Ve l’avevamo anticipato dal Festival di Venezia. La risata del Joker/Arthur Fleck, l’uomo/clown interpretato plasticamente da Joaquin Phoenix, nel film appena uscito in Italia diretto da Todd Phillips, vi rimarrà nelle orecchie per parecchio tempo. Una sonorità tra lo sguaiato, l’isterico e lo stridulo. Nulla a che fare con la soddisfazione di un sorriso. Perché Arthur, il protagonista del film, sta male. E più sta male più ride senza controllo fin quasi a soffocarsi. In casa. Al lavoro. Tra la gente. Ovunque. È la tagliente trovata di senso a livello sonoro che funge da architrave significante di un incredibile oggetto cinematografico per il quale mezza America si è messa in allerta addirittura per la paura di gesti violenti di emulazione.
È il disagio esistenziale del singolo che durante le due ore di film si riverbera a catena sull’intera società di Gotham City, dove migliaia di persone qualunque si ribellano improvvisamente al sistema con la maschera del pagliaccio DCComics.

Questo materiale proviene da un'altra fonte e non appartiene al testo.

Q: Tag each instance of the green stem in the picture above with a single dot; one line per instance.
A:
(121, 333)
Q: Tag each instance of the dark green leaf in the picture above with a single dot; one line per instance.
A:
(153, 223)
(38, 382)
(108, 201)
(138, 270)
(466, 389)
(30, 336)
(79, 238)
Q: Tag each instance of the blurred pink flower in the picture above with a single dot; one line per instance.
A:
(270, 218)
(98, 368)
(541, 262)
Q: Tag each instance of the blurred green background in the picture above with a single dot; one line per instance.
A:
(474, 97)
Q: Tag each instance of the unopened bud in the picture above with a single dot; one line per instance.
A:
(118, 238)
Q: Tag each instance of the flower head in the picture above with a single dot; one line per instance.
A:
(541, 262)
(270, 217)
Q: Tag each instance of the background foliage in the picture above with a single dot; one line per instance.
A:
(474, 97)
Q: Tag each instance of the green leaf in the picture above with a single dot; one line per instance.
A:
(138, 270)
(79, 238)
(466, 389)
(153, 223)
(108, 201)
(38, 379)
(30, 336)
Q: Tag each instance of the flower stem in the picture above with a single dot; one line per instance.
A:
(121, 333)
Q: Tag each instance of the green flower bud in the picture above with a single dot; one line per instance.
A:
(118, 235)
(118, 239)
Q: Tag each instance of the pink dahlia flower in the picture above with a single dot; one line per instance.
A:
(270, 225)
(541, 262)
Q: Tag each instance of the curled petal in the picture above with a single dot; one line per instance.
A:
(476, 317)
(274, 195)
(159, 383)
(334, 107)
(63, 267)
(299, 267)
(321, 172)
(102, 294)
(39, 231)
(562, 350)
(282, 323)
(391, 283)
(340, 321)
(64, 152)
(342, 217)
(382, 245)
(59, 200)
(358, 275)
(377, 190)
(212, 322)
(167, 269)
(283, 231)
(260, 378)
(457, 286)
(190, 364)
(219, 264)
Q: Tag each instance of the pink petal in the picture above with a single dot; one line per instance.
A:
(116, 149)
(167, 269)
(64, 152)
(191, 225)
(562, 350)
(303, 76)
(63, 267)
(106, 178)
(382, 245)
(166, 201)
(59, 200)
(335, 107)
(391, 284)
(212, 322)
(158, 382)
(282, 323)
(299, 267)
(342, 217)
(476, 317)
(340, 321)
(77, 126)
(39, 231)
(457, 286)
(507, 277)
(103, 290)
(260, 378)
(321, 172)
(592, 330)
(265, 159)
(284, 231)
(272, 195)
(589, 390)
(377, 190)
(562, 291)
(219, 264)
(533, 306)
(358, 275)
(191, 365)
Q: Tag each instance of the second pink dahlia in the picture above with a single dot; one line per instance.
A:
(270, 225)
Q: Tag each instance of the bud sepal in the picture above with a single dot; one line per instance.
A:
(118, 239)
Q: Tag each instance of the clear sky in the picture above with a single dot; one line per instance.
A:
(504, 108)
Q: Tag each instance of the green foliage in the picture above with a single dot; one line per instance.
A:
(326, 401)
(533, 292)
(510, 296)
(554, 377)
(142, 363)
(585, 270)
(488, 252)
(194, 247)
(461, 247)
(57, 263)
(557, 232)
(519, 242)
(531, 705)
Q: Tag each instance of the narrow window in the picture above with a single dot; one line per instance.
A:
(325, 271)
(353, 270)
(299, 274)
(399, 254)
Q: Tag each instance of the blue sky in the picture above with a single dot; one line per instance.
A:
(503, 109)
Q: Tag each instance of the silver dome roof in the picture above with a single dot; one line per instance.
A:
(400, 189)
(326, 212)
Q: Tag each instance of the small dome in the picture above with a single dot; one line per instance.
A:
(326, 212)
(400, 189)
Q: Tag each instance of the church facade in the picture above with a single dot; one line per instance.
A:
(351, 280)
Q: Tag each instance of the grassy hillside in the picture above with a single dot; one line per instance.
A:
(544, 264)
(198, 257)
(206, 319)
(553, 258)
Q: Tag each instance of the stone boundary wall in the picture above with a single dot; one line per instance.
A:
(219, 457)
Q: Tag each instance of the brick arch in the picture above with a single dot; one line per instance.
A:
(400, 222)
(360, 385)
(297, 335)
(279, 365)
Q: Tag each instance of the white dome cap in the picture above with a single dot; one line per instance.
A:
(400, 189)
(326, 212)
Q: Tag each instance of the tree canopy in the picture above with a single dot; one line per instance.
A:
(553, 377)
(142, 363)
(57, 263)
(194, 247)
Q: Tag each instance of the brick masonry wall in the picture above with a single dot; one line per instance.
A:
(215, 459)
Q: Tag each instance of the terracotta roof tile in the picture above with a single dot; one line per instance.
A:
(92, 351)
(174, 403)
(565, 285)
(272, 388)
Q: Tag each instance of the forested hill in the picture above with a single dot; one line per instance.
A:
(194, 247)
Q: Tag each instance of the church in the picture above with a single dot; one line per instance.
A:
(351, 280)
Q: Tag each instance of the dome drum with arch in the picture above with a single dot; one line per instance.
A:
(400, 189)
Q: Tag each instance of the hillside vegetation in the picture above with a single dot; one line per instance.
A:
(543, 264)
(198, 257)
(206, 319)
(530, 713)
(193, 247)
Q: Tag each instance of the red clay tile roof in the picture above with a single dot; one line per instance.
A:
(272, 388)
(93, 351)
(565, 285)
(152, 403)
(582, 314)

Risultato performativo, questa risata insistente, onnipresente, tragica, che non ha nulla a che fare con il ridanciano e fumettistico Joker interpretato nella serie tv da Cesar Romero. Come nemmeno con il Joker di Jack Nicholson: intimamente nefasto e superficialmente plastico nel riso. A livello di senso richiama semmai il ghigno dolente di Heath Ledger, anche se in Joker, il film, la risata assume totalmente la centralità narrativa di un racconto impetuoso, sanguinario e terrificante. “Trovare la risata giusta è stato più difficile di quanto immaginassi, sono quasi impazzito”, ha raccontato Phoenix in un’intervista pubblicata da Il Giornale. “L’idea di quella risata tragica è stata una delle prime del regista.
Voleva che Arthur fosse oppresso da una risata incontrollabile, “non sintomo di gioia ma, al contrario, di dolore e sofferenza fisica”, ha raccontato l’attore che ha poi ricordato la genesi di questo atto performativo con Phillips seduto di fronte a lui nel suo divano del salotto. Phoenix che si sforza, ride, ride, e ancora di più ride, mentre di fronte il regista scuote la testa. “Vedevo imbarazzo nei suoi occhi, lo sentivo a disagio”. Poi il miracolo. Che nella versione italiana, che non abbiamo ancora visto, sembra lasciata in originale. Phoenix, 44 anni, vegano fin dall’età di tre, fidanzato con Rooney Mara dal 2016, è al suo 33esimo film e probabilmente non è mai stato così vicino all’Oscar per il Miglior Attore come quest’anno (highlights di Joaquin secondo noi: Two lovers, A beautiful day, Her, Walk the line). In attesa del contagio ridanciano, e antisistema, del suo Joker, il film di Phillips in Italia ha fatto il botto in un solo giorno: 1 milione e 33mila euro d’incassi per 148mila 766 spettatori, settimo miglior primo giorno d’esordio del 2019.